El nuevo proyecto del Real Zaragoza en Segunda, el cuarto con la actual propiedad al cargo, y el primero con los nombres y apellidos de Lalo Arantegui, se pensó, se dibujó sobre un boceto y se ha ejecutado a lo largo de estos últimos meses bajo unas premisas fundamentales: renovación absoluta de la plantilla anterior, apertura de ventanas, numerosas apuestas por futbolistas jóvenes, sin apenas bagaje, con todo por hacer, llegados varios de destinos exóticos y, al menos a priori, físicamente buenos. A priori. Todo en busca de un equipo fiable, el concepto en mayúsculas de este verano y la obsesión tanto del director deportivo como de Natxo González.

La aspiración, que por el momento no es más que eso, es que nazca un Real Zaragoza seguro, competitivo y fuerte, sin aquellas manifiestas flaquezas de la campaña pasada que a punto estuvieron de dar con los huesos del club en Segunda División B. Después de la pretemporada y del primer partido de Liga, saldado con derrota en Tenerife, el Real Zaragoza está lejos de ser lo que sus ideólogos pensaron que iba a ser por estas fechas.

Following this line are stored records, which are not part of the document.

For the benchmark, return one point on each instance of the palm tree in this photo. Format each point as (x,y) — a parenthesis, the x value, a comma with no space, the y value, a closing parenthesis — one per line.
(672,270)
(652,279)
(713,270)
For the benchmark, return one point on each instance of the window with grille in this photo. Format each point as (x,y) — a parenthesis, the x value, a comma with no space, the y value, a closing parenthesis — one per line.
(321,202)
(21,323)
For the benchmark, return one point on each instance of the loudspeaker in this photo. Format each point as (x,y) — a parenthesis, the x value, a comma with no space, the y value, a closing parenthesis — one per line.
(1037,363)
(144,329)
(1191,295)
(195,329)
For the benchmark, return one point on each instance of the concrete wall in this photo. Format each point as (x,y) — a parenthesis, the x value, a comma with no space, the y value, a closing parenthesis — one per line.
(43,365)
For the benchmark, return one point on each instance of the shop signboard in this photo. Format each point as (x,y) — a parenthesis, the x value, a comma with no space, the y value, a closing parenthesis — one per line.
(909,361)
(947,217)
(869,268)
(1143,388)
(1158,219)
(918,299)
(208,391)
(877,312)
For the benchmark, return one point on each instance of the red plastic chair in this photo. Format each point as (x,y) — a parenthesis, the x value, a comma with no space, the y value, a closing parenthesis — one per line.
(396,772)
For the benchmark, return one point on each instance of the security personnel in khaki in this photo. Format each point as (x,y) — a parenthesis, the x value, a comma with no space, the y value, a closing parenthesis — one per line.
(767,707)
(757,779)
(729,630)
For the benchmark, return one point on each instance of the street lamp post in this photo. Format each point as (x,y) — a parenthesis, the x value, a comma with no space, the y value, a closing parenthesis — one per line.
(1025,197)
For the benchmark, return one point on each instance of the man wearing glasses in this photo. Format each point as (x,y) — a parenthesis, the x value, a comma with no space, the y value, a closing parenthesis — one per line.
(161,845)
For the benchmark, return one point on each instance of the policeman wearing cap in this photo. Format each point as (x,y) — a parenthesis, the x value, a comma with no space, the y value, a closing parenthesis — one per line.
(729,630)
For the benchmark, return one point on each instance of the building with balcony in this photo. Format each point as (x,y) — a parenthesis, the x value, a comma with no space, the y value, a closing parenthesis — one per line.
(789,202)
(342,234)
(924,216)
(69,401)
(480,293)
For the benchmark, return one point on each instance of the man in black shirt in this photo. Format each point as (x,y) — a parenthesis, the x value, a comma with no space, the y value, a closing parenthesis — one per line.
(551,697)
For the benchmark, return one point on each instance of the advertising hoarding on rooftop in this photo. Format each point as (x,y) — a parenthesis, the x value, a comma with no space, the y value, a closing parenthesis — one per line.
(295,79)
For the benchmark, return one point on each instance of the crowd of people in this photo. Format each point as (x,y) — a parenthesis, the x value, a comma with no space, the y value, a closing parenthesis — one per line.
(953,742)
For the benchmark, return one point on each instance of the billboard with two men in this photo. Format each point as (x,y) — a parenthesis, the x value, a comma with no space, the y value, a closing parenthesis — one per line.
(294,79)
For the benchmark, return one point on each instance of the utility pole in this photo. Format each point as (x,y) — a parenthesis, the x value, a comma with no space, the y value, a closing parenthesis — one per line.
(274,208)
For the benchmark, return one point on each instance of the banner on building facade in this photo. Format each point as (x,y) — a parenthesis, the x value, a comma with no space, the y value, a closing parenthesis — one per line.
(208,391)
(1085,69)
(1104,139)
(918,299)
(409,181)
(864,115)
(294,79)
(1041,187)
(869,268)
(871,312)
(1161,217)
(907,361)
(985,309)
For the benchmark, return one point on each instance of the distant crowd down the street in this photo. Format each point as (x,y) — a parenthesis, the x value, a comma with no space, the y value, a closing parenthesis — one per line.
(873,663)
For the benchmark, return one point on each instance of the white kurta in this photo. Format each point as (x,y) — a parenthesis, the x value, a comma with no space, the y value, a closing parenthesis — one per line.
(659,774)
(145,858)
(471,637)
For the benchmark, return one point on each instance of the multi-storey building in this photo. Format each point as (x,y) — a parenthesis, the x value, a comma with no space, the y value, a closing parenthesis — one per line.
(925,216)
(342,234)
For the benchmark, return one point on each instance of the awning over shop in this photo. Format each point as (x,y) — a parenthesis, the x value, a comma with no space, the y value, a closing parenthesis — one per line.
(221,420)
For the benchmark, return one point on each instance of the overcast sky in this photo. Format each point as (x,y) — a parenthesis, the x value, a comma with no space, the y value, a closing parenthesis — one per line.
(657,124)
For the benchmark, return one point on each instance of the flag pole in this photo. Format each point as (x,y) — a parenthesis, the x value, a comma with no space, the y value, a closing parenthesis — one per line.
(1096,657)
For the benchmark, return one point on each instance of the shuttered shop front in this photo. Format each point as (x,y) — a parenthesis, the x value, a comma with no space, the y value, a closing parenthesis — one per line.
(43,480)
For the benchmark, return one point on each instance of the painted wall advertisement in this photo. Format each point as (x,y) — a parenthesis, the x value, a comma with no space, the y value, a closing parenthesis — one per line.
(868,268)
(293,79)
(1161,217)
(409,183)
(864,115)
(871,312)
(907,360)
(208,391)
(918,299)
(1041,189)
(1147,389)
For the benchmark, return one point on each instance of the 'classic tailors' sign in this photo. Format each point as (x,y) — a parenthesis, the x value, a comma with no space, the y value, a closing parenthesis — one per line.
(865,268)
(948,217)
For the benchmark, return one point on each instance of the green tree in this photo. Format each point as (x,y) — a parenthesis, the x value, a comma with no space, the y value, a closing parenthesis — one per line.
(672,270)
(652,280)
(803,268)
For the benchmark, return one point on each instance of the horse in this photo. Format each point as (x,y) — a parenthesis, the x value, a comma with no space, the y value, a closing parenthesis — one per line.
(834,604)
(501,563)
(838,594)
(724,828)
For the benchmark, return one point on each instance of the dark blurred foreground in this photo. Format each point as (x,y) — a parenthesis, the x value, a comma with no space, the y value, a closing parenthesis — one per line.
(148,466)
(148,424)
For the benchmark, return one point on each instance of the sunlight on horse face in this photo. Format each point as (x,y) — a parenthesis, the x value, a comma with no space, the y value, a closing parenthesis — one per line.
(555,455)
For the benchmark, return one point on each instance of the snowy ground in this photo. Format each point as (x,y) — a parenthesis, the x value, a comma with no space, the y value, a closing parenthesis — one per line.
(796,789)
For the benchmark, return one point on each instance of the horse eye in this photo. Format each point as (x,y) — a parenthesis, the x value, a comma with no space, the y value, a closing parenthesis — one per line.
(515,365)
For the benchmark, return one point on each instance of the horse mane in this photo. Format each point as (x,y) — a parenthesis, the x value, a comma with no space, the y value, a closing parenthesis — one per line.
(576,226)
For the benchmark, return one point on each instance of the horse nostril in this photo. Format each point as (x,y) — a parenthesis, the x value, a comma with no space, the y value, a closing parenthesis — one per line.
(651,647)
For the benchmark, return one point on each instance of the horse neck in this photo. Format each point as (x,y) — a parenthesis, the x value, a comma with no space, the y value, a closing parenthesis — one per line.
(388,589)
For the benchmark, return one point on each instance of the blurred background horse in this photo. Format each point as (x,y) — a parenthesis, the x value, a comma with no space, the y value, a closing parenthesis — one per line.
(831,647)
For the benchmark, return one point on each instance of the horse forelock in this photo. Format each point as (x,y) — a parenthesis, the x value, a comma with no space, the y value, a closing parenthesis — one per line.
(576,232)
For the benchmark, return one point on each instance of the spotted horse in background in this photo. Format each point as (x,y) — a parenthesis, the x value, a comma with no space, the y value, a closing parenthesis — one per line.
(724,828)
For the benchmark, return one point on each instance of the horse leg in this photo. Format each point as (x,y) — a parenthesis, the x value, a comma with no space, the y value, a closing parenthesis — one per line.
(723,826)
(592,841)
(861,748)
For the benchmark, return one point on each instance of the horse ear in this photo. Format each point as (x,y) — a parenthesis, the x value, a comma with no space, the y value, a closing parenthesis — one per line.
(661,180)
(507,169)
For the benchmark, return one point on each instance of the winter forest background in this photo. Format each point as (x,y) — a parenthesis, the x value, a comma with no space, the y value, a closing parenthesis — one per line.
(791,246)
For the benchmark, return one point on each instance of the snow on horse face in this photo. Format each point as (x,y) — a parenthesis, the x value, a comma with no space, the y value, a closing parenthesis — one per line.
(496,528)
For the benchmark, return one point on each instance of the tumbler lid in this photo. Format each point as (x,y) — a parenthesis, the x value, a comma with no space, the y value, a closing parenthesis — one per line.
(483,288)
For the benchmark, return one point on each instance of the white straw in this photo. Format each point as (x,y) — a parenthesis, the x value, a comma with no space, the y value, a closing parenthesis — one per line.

Las primeras señales declaradas en los bolos veraniegos y en el Heliodoro no son bagaje suficiente para emitir juicios sumarísimos, pero sí sirven para intuir sospechas que el tiempo confirmará o desmentirá. Por el momento el objetivo está lejos: el equipo no es un equipo. No hay fiabilidad ni consistencia colectiva y sí numerosos errores de desarrollo y carácter individual. A estas alturas el temor del Zaragoza en los rivales solamente lo provoca un lobo, Borja Iglesias, extraordinario delantero, fichaje de notables registros, pero que no tiene manada detrás. Y, claro, así el equipo se queda sin fuerza.